During a recent episode of Cointelegraph's Chain Reaction, Nailwal said that Overall speculative activity is down due to high interest rates in the United States and low-liquidity conditions, but will rebound once rates are cut and the Trump administration settles into its new role.
Although interest rates on 10-year Treasury bonds have come down significantly, rates still remain relatively high. Source: TradingView
Nailwal added that while he expects 30-40% drawdowns between cycles and still expects the Bitcoin (BTC) halving to have some effect on markets, the four-year cycle is now less pronounced. Nailwal said:
"We have generally seen 90% drawdowns between cycles, which is very normal in crypto. I feel that those drawdowns will be less pronounced and they will feel a little bit more professional, more mature, especially for the Blue Chip crypto assets."

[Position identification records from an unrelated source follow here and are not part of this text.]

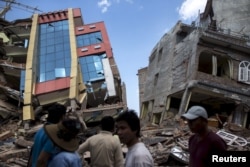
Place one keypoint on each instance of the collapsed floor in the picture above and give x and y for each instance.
(168, 142)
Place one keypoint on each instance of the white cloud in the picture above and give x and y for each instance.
(190, 9)
(104, 4)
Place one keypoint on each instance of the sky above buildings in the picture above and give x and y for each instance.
(134, 27)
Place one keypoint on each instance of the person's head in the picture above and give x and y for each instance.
(108, 123)
(128, 127)
(197, 119)
(64, 134)
(56, 112)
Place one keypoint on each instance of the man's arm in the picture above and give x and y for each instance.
(83, 147)
(43, 159)
(119, 161)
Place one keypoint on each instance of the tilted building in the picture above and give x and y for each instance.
(56, 57)
(206, 63)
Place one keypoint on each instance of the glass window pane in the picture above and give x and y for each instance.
(42, 77)
(84, 68)
(50, 49)
(91, 67)
(50, 75)
(60, 72)
(42, 58)
(86, 42)
(98, 66)
(60, 63)
(50, 66)
(42, 68)
(92, 75)
(59, 47)
(67, 62)
(67, 72)
(89, 59)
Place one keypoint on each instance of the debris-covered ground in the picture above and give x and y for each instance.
(168, 143)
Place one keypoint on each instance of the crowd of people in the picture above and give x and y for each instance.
(57, 144)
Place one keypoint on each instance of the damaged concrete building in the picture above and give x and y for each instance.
(206, 63)
(56, 57)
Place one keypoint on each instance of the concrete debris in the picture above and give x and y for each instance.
(168, 145)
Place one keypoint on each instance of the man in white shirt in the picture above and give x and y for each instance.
(128, 130)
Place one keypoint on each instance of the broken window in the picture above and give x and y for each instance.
(205, 63)
(144, 112)
(244, 71)
(215, 65)
(157, 118)
(156, 79)
(160, 55)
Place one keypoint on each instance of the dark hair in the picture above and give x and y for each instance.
(55, 113)
(71, 128)
(132, 119)
(108, 123)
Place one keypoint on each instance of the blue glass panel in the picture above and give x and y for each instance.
(58, 34)
(66, 46)
(79, 43)
(42, 67)
(50, 49)
(50, 66)
(60, 63)
(59, 47)
(43, 43)
(98, 66)
(84, 68)
(50, 41)
(50, 75)
(58, 27)
(92, 75)
(96, 58)
(67, 62)
(91, 67)
(82, 60)
(42, 77)
(50, 57)
(43, 30)
(50, 28)
(67, 72)
(60, 72)
(59, 55)
(89, 59)
(42, 58)
(93, 40)
(86, 42)
(42, 50)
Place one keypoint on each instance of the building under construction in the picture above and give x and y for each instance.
(206, 63)
(57, 58)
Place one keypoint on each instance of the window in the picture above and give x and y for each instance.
(89, 39)
(54, 59)
(244, 71)
(216, 65)
(92, 67)
(156, 79)
(159, 55)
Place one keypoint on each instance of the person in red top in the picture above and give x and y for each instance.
(204, 142)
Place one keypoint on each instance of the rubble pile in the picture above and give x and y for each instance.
(168, 142)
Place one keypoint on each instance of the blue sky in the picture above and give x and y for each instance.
(134, 27)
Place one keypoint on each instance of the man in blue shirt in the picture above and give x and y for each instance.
(44, 148)
(64, 136)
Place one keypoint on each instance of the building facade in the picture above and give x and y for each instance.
(205, 63)
(56, 57)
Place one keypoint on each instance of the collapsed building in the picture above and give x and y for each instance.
(57, 58)
(205, 63)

The Polygon founder concluded that once the uptrend resumes and crypto markets experience a prolonged bull run then capital will rotate from larger cap assets into smaller cap assets.
Related: BTC dominance steadily rising since 2023, is altseason now a relic?
Other disruptors of the four-year cycle
US President Donald Trump’s executive order establishing a Bitcoin strategic reserve is one of the factors market analysts say is distorting the four-year market cycle.
Pro-crypto policies from the Trump administration have also legitimized crypto in the eyes of institutional investors, which should bring in new capital flows and reduce the volatility of digital assets.
Flows into crypto ETFs for the week of March 21. Source: CoinShares
The advent of exchange-traded funds (ETFs) has also disrupted the four-year cycle by propping up the prices of digital assets that have ETFs and sequestered capital in those investment vehicles.
Because ETFs are traditional finance products that do not give the holder the underlying digital assets, these investment vehicles prevent capital from freely rotating into other assets.
Macroeconomic pressure and geopolitical uncertainty also have a disruptive effect on market cycles, as investors flee risk-on assets for more stable alternatives such as cash and government securities.